Saturday, November 23

The Espinillo Indigenous community is 13 miles from the nearest polling station — and no one in the village has a car.

So two weeks ago, on the eve of Paraguay’s election, Miguel Paredes, a retired ambulance driver turned local politician, loaded the Indigenous families onto a bus and brought them to the side of a highway, a short walk from the polls. “We want to look after them,” said Mr. Paredes, 65, standing watch with six young men he called colleagues.

Then, after dark, Mr. Paredes and his colleagues gathered some of the Indigenous people and took down their identification numbers. Mr. Paredes told them they were to vote for the Colorado Party — the dominant, right-wing political force in Paraguay — and to make sure their fellow community members did so, too. The young men then walked the Indigenous people through a simulation of Paraguay’s voting machines on a phone, guiding them to vote for Colorado candidates.

With New York Times journalists within earshot, Milner Ruffinelli, one of the young men, slipped into the Indigenous language, Guaraní. “That money that was promised to you, that’s all there, too, and Mr. Miguel Paredes is going to see how to get it to you,” he said. “We can’t give you anything here. You know why.”

Democracy is being tested across the planet.
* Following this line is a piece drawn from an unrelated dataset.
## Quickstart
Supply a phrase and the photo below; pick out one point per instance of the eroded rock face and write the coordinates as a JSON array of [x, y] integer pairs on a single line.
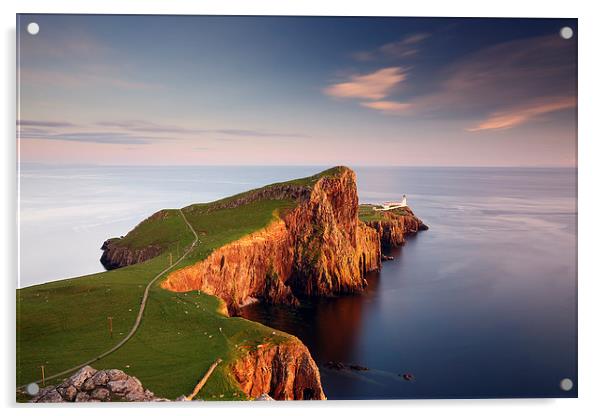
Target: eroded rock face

In some countries, leaders have attacked democratic institutions, including in the United States, Turkey, Brazil and Mexico, while in other places they have upended the democratic process altogether, as in Russia, Venezuela and Nicaragua.

At the same time, internet disinformation has fed swirling claims of hacked voting machines, dead voters and stolen ballots, undercutting faith in clean elections.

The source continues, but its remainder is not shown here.